Summary: Do you know what your purpose is? What is it that drives you, what motivates you?
ESSENTIAL EQUIPMENT, PURPOSE
Do you know what your purpose is? What is it that drives you, what motivates you?
Last week while Sara was at the quartet convention Jonathan was feeling sympathetic toward me and decided we’d get take out from either Wendy’s or Top Spot. I couldn’t decide so he flipped a coin.
There are people who seem to live their whole lives that way. They have no direction, no purpose, no goals. They live their lives by flipping a coin, drifting along aimlessly in life.
Yogi Berra: “If you don’t know where you’re going, you’re likely to end up someplace else.”
A survey was done asking: “What is your purpose is life?” Here were some of the responses:
One person answered: "I can’t say I know my purpose… I think after I die I’ll find out what the purpose of my life was."
Another: "My purpose? I think my purpose is… I don’t know."
Some did have an idea of their purpose in life and their answers indicated their purpose in life centered around themselves:
• to have fun
• be happy
• to have a good time and enjoy my life
• to have as much fun as possible in as short a time as possible
Now, there’s nothing wrong with enjoying life. But if that’s your WHOLE purpose in life, there’s an emptiness to it. It’s like Cotton Candy - all taste, but no substance.
Others had pretty good answers, ones even Christians might give:
* to live a moral life
* to raise a good family
* to raise up kids to have a good future.
All of those “purpose statements” were short sighted. In essence not big enough for the Christian.
Ecclesiastes tells us that God put “eternity in our hearts.” A BIG God calls on us to have a BIG purpose in our lives.
I. In the book of Ecclesiastes, Solomon examined the things that commonly motivate us in life… pleasure… accomplishments… pursuit of wisdom… learning… power… position… riches… security.
But he finishes each of his evaluations by declaring that these things are not what it’s cracked up to be. It’s all empty, worthless, dissatisfying.
II. Over a thousand years later, Paul writes the words of our text today: Phil. 3:7-14
Paul had had everything. He was a leader, looked up to, an up & comer. He was going places. Yet now he held that it was all rubbish, excess debris, worthless junk.
Paul summed his purpose statement in vs. 13-14:
III. Paul realized the things of this world would not last.
Pleasure wasn’t going to last:
Ecclesiastes 2:10-11 And whatsoever mine eyes desired I kept not from them, I withheld not my heart from any joy; for my heart rejoiced in all my labour: and this was my portion of all my labour. Then I looked on all the works that my hands had wrought, and on the labour that I had laboured to do: and, behold, all was vanity and vexation of spirit, and there was no profit under the sun.
Possessions weren’t going to last:
1 Timothy 6:7 says “For we brought nothing into this world, and it is certain we can carry nothing out.”

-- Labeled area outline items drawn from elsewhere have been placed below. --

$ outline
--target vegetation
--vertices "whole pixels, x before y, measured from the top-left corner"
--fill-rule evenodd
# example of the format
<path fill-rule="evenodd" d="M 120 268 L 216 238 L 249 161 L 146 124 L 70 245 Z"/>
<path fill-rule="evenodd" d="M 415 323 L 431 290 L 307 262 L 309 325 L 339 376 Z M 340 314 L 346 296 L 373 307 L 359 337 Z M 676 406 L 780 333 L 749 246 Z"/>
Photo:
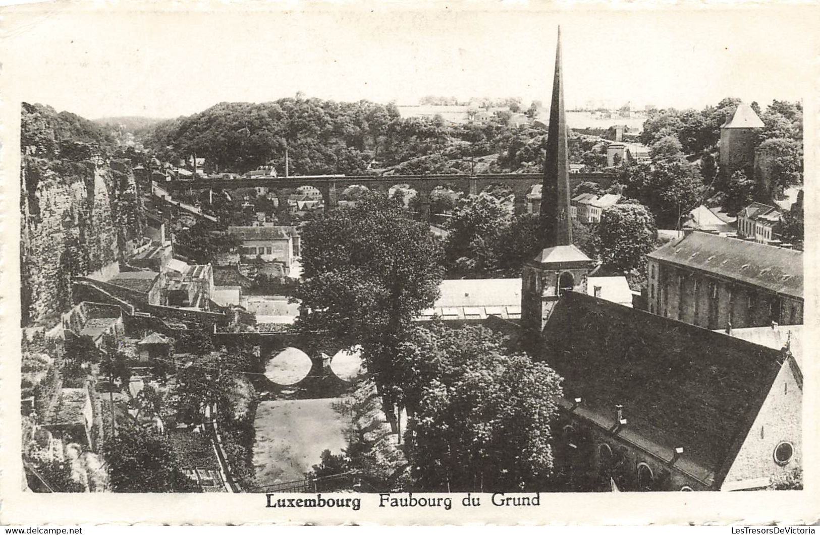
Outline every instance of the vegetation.
<path fill-rule="evenodd" d="M 503 337 L 482 327 L 417 328 L 400 362 L 403 401 L 415 415 L 408 443 L 417 487 L 543 486 L 554 468 L 553 400 L 562 392 L 554 370 L 510 353 Z"/>
<path fill-rule="evenodd" d="M 396 351 L 438 297 L 440 256 L 428 226 L 394 199 L 373 193 L 325 214 L 302 234 L 297 328 L 361 344 L 380 393 L 394 403 L 403 388 Z"/>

I saw a T-shirt once that said: “He who dies with the most toys…still dies.”
Prestige won’t last:
Jesus said: "Many who are first will be last and the last will be first"
“Many people who seem important now will be the least important in eternity.”
By contrast Jesus said: For what shall it profit a man, if he shall gain the whole world, and lose his own soul? Or what shall a man give in exchange for his soul? (Mark 8:36)
I John 2:17 tells us: And the world passeth away, and the lust thereof: but he that doeth the will of God abideth for ever.
IV. You see – we that are Christians. We who understand the emptiness of life HAVE AN ADVANTAGE.
We have the ultimate reason to live. Ephesians 2:10 tells us: " For we are his workmanship, created in Christ Jesus unto good works, which God hath before ordained that we should walk in them." In other words, we have a purpose. We have a divine destiny.
And it doesn’t center around us & OUR needs, OUR family, OUR personal fulfillment. It centers around Jesus Christ.
NOW, let me clarify this: I’m not saying that we should abandon all that people regard as important in this world:
• taking care of our families,
• taking care of our needs
• having dreams for the future…
What I am saying is: as good and worthy as these aspects of our lives may be – they are not what should ultimately motivate us. Those goals are NOT BIG ENOUGH for us.
OUR Goal should be the same as Paul – (vs. 13-14).
That means: the reason I do everything is because – I’ve centered myself around Jesus.